How long should it take to have a customer-service call answered? Two minutes? Five? Fifteen? How about more than 60? That’s how long I stayed on hold with Victoria’s Budget Car Rental today. Unbelievable. And in the end, the call was never answered.
Certain companies–Telus comes to mind–have made big strides in speeding up the process and getting calls answered quickly. But it seems others simply don’t put in the same effort.
Now, the individuals I dealt with at the Budget lot were great–very friendly, professional–except there was a bit of a lapse in service that led to me being on the phone forever. Basically, we had accidentally left our baby stroller in the back of the courtesy van that dropped us off at their lot. As soon as we pulled into our driveway at home, we realized we had left the stroller behind, hence the phone call. In the end, my wife stayed home with the line still on hold–we listened on speakerphone to Budget’s on-hold advertisements all through dinner–as I took off in my car back downtown to catch them before the office closed. After driving downtown, retrieving the stroller and returning home, I walked into our house hearing the incessantly chirpy advertising still beaming from the phone. Brutal.

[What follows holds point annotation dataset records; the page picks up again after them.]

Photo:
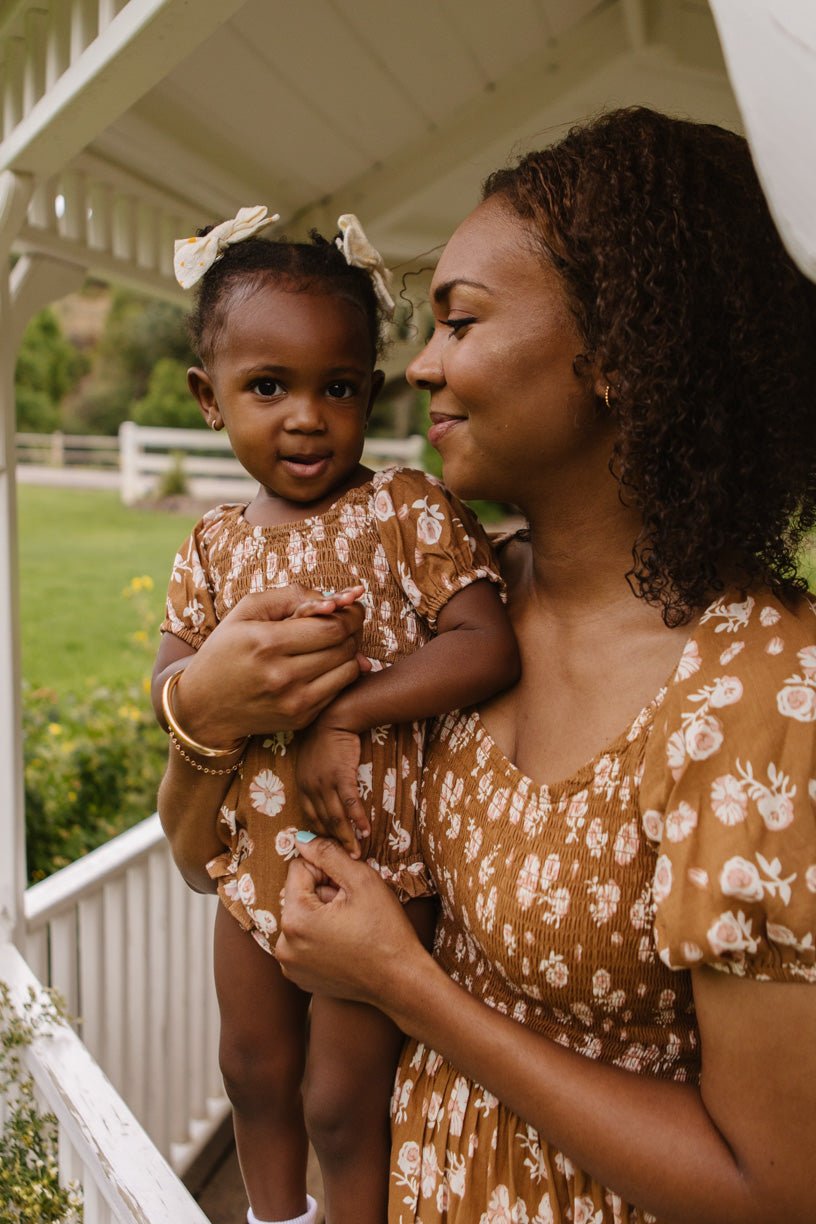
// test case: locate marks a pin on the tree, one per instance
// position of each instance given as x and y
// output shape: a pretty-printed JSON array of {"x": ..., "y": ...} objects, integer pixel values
[{"x": 48, "y": 366}]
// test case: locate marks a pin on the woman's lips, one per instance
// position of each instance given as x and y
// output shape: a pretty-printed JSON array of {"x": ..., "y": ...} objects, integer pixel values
[
  {"x": 305, "y": 466},
  {"x": 441, "y": 426}
]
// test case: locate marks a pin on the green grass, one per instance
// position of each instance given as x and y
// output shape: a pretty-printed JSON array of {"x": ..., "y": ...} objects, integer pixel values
[{"x": 78, "y": 551}]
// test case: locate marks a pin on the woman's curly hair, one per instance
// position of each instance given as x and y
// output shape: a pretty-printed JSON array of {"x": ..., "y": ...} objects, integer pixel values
[{"x": 706, "y": 329}]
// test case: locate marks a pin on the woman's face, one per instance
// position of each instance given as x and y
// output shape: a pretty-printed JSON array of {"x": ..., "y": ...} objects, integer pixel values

At a recent staff meeting at work we had a brief brainstorming session about customer service. We all through out ideas as to what it meant to us. While I think it’s easy to say the right thing in a situation like that, to spout the cliched statements about golden rules and all the rest, it’s quite another to actually put them into practice. Whether you’re a government office or a large car-rental outfit, the real test is when a client tries to use the services you’ve put into place.